Bagi yang masih menduduki jabatan politik, pencitraan bisa memanfaatkan berbagai kegiatan dinas. Dari mulai kunjungan ke pasar-pasar, terminal dan berbagai tempat keramaian lainnya. Intinya adalah mendapatkan liputan atau perhatian khalayak ramai. Dalam periode singkat, sekitar 2-3 bulan, sosok seorang kandidat bisa dikemas menjadi sosok “satria piningit”, “superhero”, dan berbagai karakter lainnya. Bahkan kandidat dengan latar belakang suram pun, bisa muncul mengkilap dengan bantuan pencitraan.
Masyarakat tentunya, pada akhirnya akan menilai apakah upaya yang dilakukan para kandidat tersebut, murni datang dari hati nuraninya atau bagian dari pencitraan.
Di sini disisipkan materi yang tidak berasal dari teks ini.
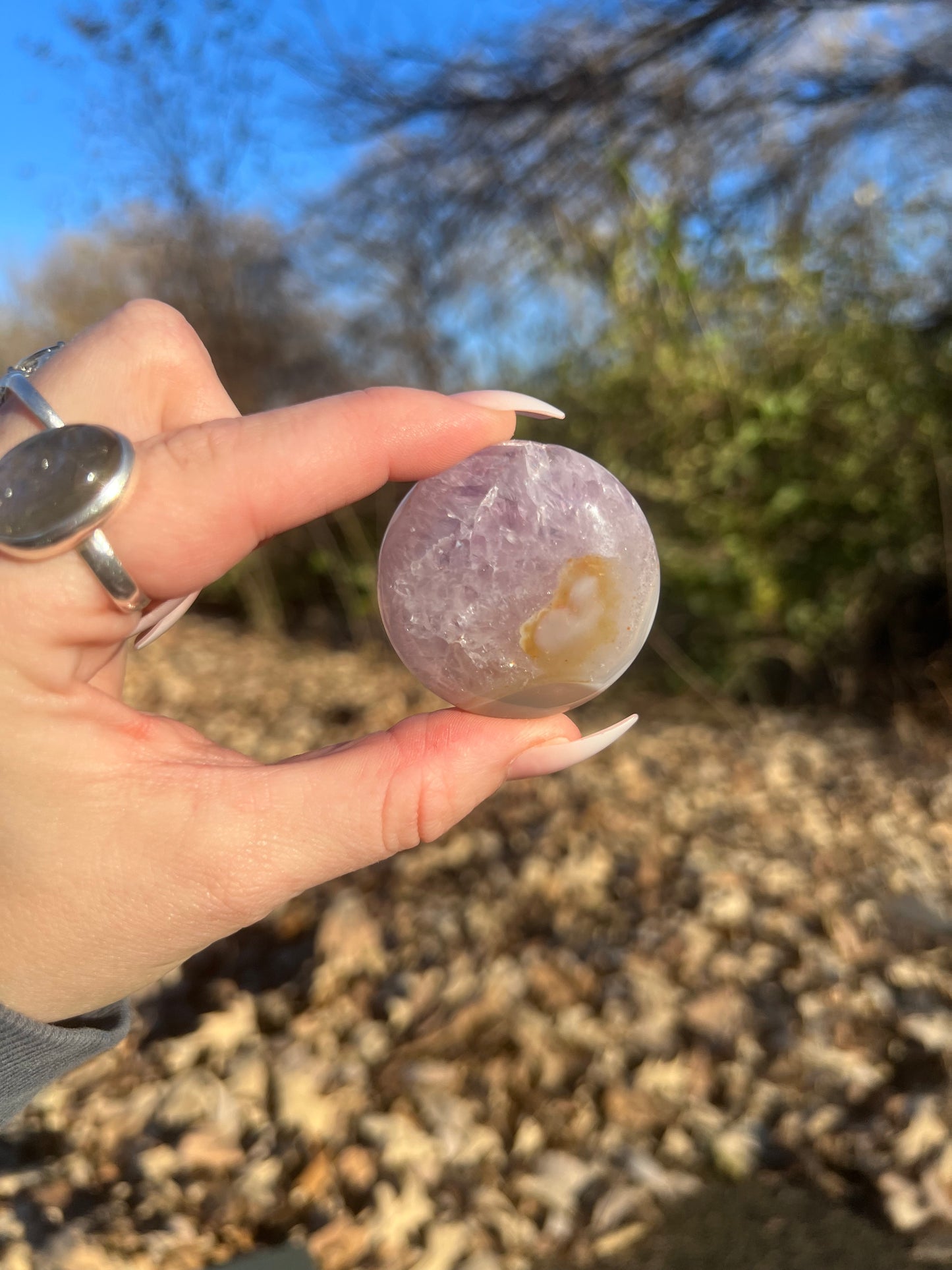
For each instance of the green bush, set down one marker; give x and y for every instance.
(790, 438)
Dari kacamata awam, tentunya bisa dilihat “bahasa tubuh” saat pejabat atau kandidat tersebut melakukan suatu kegiatan. Ada yang terlihat natural. Namun lebih banyak lagi, yang terkesan masih belum bisa sepenuhnya menerima kenyataan harus berpeluh menerobos kerumunan massa di tempat-tempat umum, apalagi di tempat dengan standar kebersihan/keamanan yang kurang memadai.
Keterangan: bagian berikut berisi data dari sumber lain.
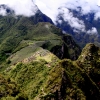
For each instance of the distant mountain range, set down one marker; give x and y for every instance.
(39, 61)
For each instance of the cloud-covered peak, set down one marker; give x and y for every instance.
(26, 7)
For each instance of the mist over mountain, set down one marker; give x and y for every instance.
(79, 18)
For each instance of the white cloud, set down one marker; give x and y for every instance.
(2, 12)
(75, 23)
(92, 31)
(26, 7)
(50, 7)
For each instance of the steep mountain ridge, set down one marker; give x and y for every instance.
(83, 27)
(58, 79)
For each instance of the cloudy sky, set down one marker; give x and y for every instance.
(50, 8)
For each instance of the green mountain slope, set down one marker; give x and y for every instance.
(54, 79)
(20, 32)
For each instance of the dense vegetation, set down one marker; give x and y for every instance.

Sore ini, saya membaca komentar di media online mengenai tindakan gubernur Jokowi yang naik Bajaj menghindari kejaran wartawan. Banyak yang menyambut positif, namun banyak juga yang berkomentar bahwa hal ini merupakan bagian dari pencitraan, sebagaimana kegiatan-kegiatan Jokowi sebelumnya. Saya jadi berfikir, seandainya memang apa yang Jokowi lakukan ini merupakan bagian dari pencitraan, saya bayangkan, besar sekali energi yang harus beliau keluarkan untuk upaya tersebut. Ibaratnya beliau (dan juga tim politik-nya) setiap hari harus memikirkan apa yang harus dilakukan untuk mendapatkan liputan. Dan hebatnya, ternyata ide nyentrik sang gubernur tidak ada habisnya. Tidak mudah tentunya untuk memainkan peran seperti yang kerap dilakukan Jokowi, apabila bukan merupakan karakter aslinya.
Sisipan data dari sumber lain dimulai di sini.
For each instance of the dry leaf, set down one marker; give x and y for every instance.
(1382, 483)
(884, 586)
Beberapa pejabat, bahkan pejabat tinggi sekalipun, menurut hemat saya, beberapa waktu lalu sempat meniru gaya “blusukan” Jokowi. Namun, ternyata tidak mempunyai energi yang besar, sehingga banyak yang tidak melanjutkan tindakan populisnya. Ada beberapa kemungkinan terkait hal ini; kehabisan ide, merasa kurang mendapat tanggapan positif dari media dan masyarakat, kehabisan dana politik atau kehabisan energi untuk melakukan pecitraan.
Mungkin, saat ini, masih banyak yang menyimpan energi pencitraannya dan akan mengeluarkannya pada saat menjelang kontes politik digelar. Kita lihat saja nanti, cerita-cerita menarik apa saja yang dilakukan para pesohor politik negeri ini di hari-hari mendatang. Yang pasti, selain konsultan politik, media pun pasti akan “kecipratan” rejeki demi mengangka citra para kandidat.